AO staining in the brain at 3 dpf after overexpression of bcl2a in the nervous system (A) or treated Z-VAD-FMK (B) of siblings and zrb1-KO mutants. The white dotted line outlines the cerebellum and myelencephalon. A′, B′ Quantification of AO⁺ cells in all groups of (A, B) (one-way ANOVA; mean ± SEM; ****P < 0.0001; n = 10). C Dot plot showing the expression levels of kmt5b in six brain regions. The gray level represents the average expression; the dot size represents the percentage of cells expressing the marker genes. D Co-immunoprecipitation (Co-IP) analyses on the interaction between zRb1 and Kmt5b. The GPF–Kmt5b and mCherry-zRb1 plasmids were injected into wild-type zebrafish. Immunoprecipitation was performed with an antibody against GPF (upper panel) and confirmed with reciprocal immunoprecipitation experiments with antibodies against mCherry (lower panel). IgG represents a control antibody used for IPs. Input lanes contain lysate equal to one fifth of the amount used for the pull-down assays. IP indicates the antibody used for immunoprecipitation. TUNEL staining in the brain at 3 dpf after injecting huc:kmt5b-egfp plasmid (E) and kmt5b MO (F) in siblings and zrb1-KO mutants. The white dotted line outlines the cerebellum and myelencephalon. Quantification of TUNEL⁺ cells of the hindbrain after injecting huc:kmt5b-egfp plasmid (E′) and kmt5b MO (F′) in siblings and zrb1-KO mutants (one-way ANOVA; mean ± SEM; *P < 0.05; **P < 0.01; ****P < 0.0001; n ≥ 10).

R621S and L819V mutations of RB1 may play a role in neuronal apoptosis.

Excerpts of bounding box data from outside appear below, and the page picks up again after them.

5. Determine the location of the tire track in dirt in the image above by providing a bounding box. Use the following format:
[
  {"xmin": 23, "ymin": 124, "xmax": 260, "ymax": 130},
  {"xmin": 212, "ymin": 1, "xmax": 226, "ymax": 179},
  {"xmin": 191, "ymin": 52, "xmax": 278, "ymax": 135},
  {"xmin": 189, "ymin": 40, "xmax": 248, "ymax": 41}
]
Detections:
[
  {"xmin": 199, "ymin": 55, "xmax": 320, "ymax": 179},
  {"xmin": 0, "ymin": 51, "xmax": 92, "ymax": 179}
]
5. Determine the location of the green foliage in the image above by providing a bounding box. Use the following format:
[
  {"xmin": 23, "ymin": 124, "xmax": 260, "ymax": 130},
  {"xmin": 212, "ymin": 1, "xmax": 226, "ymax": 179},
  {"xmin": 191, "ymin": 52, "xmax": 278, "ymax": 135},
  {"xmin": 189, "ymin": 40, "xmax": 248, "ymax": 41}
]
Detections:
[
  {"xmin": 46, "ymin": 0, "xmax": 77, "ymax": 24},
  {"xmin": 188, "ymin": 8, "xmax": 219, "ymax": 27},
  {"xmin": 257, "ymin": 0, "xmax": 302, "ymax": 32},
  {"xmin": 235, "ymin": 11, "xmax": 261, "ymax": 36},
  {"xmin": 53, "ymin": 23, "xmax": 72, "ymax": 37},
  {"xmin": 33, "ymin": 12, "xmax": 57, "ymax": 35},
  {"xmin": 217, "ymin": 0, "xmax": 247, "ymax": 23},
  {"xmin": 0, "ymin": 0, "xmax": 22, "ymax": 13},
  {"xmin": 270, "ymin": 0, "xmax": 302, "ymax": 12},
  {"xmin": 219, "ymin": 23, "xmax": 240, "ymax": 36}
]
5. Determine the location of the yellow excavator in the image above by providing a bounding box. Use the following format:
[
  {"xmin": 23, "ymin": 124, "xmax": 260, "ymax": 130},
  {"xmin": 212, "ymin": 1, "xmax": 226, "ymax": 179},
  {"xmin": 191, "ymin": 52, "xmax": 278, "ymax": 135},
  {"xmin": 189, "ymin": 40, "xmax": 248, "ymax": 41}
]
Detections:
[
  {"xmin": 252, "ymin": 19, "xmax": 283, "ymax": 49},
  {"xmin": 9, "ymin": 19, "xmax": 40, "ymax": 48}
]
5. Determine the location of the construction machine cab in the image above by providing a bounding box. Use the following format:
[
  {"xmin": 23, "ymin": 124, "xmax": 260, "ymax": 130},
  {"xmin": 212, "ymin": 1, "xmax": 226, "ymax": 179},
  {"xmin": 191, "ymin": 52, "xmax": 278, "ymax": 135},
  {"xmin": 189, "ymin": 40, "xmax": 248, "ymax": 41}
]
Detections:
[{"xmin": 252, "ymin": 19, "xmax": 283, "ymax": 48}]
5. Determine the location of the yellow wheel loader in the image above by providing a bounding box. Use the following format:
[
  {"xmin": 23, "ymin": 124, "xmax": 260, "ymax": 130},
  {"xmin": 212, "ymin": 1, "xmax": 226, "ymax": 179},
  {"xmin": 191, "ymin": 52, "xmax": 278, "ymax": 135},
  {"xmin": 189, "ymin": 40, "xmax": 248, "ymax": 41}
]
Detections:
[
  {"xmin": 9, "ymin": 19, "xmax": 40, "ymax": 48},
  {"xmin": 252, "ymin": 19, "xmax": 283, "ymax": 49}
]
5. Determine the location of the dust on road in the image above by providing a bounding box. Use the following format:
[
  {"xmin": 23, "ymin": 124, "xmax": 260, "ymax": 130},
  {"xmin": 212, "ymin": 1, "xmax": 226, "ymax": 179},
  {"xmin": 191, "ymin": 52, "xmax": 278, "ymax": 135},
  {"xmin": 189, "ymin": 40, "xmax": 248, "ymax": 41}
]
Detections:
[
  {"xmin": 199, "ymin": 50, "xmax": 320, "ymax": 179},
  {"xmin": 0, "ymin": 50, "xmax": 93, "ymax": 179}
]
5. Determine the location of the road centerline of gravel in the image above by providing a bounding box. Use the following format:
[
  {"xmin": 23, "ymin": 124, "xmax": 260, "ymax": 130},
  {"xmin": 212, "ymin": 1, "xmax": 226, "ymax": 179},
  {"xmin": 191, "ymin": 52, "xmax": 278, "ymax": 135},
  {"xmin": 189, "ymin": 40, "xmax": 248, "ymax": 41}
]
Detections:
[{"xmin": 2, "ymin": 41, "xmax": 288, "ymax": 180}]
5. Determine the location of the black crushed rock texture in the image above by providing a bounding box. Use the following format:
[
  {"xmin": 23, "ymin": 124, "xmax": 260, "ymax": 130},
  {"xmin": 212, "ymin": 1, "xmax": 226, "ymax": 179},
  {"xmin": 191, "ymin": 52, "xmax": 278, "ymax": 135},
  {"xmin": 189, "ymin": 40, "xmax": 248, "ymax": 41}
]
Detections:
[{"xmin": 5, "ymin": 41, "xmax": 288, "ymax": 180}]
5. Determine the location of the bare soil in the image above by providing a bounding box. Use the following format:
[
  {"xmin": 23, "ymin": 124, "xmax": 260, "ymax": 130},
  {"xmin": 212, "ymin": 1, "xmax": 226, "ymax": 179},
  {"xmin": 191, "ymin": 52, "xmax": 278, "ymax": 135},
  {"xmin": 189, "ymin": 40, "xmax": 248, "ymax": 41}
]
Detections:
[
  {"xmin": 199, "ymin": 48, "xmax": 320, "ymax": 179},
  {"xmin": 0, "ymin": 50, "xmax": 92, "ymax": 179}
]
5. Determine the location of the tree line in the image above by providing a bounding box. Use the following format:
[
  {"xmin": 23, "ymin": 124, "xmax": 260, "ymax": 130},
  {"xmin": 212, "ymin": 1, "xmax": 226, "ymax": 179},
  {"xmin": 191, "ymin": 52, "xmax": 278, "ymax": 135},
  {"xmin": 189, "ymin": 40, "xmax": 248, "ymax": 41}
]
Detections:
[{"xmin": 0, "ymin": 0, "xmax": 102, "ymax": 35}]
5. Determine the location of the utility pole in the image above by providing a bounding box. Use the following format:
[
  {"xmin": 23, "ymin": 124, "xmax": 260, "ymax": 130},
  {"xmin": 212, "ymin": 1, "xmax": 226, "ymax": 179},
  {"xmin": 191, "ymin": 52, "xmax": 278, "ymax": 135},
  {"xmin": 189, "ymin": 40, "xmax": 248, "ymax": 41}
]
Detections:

A AO staining in the brain at 3 dpf after injecting with control, hRB1 mRNA, hRB1^R621S mRNA, and hRB1^L819V mRNA in siblings and zrb1-KO mutants. The white dotted line outlines the cerebellum and myelencephalon. A′ Quantification of AO⁺ cells in all groups of (A) (one-way ANOVA; mean ± SEM; ****P < 0.0001; ns, not significant; n ≥ 10). B Co-immunoprecipitation (Co-IP) analyses on the interaction between hRB1/ hRB1^R621/hRB1^L819V and Kmt5b. 293T cells were transfected with GPF–Kmt5b and mCherry-hRB1, mCherry-hRB1^R621 or mCherry hRB1^L819. Immunoprecipitation was performed with an antibody against GPF (upper panel) and confirmed with reciprocal immunoprecipitation experiments with antibodies against mCherry (lower panel). IgG represents a control antibody used for IPs. Input lanes contain lysate equal to one fifth of the amount used for the pull-down assays. IP indicates the antibody used for immunoprecipitation.